The world elsewhere is close by, so be patient, they all say. If you watch carefully, they say, you might see that heaven and earth, God and Man, are not that far apart. Certainly Tony Kushner, the avowed Mar
xist who won the Pulitzer Prize in 1993 for Angels in America, his two-part allegory about HIV/AIDS, said so. In this theatrical, postrealist world—it made it to TV thirteen years later in a highbrow production directed by Mike Nichols—the sacred and the profane are inseparable, and everyone is redeemable, even Joe McCarthy’s monstrous sidekick. But if that is true, if Kushner is right, if faith and love are active dimensions of our everyday lives, then even a world teeming with monsters becomes a more malleable place. That is the principle of hope kept alive by the strange allegories of late-twentieth-century television—in the cartoon universe of Springfield and in the “as if” suburb of Sunnydale.
Musical Endings
The same principle also abides in the music of that end-of-century moment, from disco to punk to heavy metal, on toward the hip-hop nation. Even country music got more edgy, more angry, back then in the 1980s and 1990s, as it became the mainstream of American music as such, at least on the radio.

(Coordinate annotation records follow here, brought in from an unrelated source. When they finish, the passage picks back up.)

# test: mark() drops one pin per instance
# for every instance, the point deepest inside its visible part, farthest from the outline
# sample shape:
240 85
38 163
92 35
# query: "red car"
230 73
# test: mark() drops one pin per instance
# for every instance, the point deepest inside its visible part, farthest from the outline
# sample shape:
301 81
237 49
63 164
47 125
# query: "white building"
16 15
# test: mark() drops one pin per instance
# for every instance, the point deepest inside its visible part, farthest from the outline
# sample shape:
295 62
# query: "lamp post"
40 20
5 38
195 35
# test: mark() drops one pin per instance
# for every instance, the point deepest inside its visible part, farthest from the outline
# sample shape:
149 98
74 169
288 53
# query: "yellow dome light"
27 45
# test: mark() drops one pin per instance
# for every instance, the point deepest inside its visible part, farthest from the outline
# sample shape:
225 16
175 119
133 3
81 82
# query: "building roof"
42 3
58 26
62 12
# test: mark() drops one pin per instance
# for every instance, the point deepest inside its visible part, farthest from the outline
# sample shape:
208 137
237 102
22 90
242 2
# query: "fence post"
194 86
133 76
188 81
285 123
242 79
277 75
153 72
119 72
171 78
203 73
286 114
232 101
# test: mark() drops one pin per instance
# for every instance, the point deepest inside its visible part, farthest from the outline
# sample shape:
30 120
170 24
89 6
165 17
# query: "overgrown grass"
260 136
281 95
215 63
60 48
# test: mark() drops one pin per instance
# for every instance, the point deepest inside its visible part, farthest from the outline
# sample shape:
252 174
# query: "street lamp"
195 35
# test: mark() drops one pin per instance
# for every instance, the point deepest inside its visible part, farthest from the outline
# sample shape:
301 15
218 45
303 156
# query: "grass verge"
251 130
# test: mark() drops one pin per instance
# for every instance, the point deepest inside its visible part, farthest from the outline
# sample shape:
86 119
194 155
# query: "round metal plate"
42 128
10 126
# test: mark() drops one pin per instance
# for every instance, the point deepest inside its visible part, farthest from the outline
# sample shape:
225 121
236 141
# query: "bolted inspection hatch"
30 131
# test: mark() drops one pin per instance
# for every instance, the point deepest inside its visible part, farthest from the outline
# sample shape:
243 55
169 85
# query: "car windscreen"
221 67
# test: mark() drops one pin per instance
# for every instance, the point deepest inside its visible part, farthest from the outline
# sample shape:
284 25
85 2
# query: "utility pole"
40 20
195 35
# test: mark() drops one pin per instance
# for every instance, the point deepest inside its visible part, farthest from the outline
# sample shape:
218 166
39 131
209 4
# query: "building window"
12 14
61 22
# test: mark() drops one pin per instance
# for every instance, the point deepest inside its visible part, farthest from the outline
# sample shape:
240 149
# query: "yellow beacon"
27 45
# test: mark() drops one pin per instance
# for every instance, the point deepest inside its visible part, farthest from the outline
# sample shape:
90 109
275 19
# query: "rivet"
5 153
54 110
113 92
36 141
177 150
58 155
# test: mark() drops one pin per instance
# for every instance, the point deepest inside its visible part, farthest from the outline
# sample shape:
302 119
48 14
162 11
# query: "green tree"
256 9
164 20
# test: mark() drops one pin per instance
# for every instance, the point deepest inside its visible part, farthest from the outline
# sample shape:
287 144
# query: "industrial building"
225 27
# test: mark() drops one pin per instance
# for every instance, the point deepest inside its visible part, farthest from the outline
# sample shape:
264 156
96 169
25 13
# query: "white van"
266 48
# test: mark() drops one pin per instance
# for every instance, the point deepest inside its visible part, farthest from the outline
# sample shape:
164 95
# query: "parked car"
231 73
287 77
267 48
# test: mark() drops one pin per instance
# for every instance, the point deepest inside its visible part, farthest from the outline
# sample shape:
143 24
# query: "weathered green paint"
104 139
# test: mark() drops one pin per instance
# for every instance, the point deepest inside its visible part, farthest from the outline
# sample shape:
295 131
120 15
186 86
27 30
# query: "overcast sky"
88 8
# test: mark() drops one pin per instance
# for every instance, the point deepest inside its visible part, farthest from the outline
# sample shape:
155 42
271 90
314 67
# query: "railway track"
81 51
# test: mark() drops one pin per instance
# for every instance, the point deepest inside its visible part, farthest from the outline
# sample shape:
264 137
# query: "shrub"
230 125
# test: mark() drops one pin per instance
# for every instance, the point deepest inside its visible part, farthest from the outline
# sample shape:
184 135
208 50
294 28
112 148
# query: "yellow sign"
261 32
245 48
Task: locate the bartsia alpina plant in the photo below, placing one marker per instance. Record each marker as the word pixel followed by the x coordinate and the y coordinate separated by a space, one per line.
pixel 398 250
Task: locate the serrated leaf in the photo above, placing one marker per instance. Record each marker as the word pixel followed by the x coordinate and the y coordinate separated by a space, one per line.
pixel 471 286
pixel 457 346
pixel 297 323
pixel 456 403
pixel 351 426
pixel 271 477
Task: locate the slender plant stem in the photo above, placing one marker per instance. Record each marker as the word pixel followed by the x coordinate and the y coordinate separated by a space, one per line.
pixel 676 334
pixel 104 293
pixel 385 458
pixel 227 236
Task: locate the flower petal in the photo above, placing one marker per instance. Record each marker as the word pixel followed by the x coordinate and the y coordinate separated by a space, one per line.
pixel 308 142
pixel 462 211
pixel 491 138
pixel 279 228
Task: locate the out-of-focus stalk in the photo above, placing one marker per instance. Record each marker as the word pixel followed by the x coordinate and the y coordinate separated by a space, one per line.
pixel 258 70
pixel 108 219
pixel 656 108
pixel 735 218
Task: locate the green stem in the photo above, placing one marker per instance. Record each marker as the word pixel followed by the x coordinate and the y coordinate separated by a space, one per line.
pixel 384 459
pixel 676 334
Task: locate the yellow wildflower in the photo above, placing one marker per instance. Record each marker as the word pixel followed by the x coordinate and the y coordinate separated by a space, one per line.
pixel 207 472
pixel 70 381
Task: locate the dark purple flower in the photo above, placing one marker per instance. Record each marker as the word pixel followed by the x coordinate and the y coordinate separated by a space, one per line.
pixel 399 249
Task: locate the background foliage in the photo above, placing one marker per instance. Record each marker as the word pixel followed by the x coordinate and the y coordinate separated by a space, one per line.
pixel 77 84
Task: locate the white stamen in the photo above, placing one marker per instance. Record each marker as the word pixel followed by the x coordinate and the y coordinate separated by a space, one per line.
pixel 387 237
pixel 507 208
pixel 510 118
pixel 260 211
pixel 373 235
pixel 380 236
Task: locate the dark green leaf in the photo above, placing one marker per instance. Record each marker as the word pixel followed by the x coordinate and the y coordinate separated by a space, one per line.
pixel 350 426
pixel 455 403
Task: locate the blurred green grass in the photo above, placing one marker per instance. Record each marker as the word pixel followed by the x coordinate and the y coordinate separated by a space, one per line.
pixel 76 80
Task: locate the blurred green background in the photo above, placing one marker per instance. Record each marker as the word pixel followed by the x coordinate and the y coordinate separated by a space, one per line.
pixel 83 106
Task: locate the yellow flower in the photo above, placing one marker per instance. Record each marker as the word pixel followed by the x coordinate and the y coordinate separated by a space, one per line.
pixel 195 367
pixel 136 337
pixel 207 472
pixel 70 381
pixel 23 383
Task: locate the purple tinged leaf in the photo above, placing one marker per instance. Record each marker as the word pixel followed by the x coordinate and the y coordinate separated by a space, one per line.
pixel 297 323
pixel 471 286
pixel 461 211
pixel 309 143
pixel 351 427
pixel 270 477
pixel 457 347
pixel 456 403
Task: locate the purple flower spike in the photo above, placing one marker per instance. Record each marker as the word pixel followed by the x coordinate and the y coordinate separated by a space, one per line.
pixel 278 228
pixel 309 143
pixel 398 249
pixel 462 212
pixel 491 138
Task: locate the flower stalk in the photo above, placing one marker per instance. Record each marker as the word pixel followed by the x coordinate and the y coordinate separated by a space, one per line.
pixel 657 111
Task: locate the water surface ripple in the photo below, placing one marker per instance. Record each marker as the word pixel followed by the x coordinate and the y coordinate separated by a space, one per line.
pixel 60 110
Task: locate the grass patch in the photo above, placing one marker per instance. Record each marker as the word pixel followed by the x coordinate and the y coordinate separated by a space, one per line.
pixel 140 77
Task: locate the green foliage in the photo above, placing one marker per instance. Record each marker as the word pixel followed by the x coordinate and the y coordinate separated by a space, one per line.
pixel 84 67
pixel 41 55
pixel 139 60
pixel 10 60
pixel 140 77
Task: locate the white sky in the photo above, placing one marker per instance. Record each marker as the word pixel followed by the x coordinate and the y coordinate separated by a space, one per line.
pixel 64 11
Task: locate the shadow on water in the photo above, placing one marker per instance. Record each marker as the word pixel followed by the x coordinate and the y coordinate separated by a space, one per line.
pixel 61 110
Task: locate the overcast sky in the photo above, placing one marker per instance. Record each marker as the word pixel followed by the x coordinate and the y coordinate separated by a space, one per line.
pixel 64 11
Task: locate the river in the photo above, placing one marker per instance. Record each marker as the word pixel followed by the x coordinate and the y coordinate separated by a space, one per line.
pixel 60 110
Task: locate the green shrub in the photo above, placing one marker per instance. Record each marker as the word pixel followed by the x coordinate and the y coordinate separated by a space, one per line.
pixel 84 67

There’s an American music as such? Isn’t that something like positing an American culture rather than an ethnocultural riot of difference? The answer to both questions is yes. American music was born in the brutal collision of European and African forms as mediated and modified by Caribbean styles. It was always an Atlantic hybrid being passed along from slaves to planters to Scots-Irish yeomen, and then back again, creating a circle of culture that we call either the blues or country music. The basis of almost all African and Celtic music was the pentatonic scale that reduced the classical seven-note scale to five notes—so the slaves and the Scots-Irish of the antebellum South always had something in common. By the 1920s, the hybrid noises built on this scale were sorting themselves into what we now hear as black and white, as the blues and country music, when the blues moved toward a minor key version of the pentatonic by adding intermediate notes that were neither major nor minor and when country music left the minor keys behind.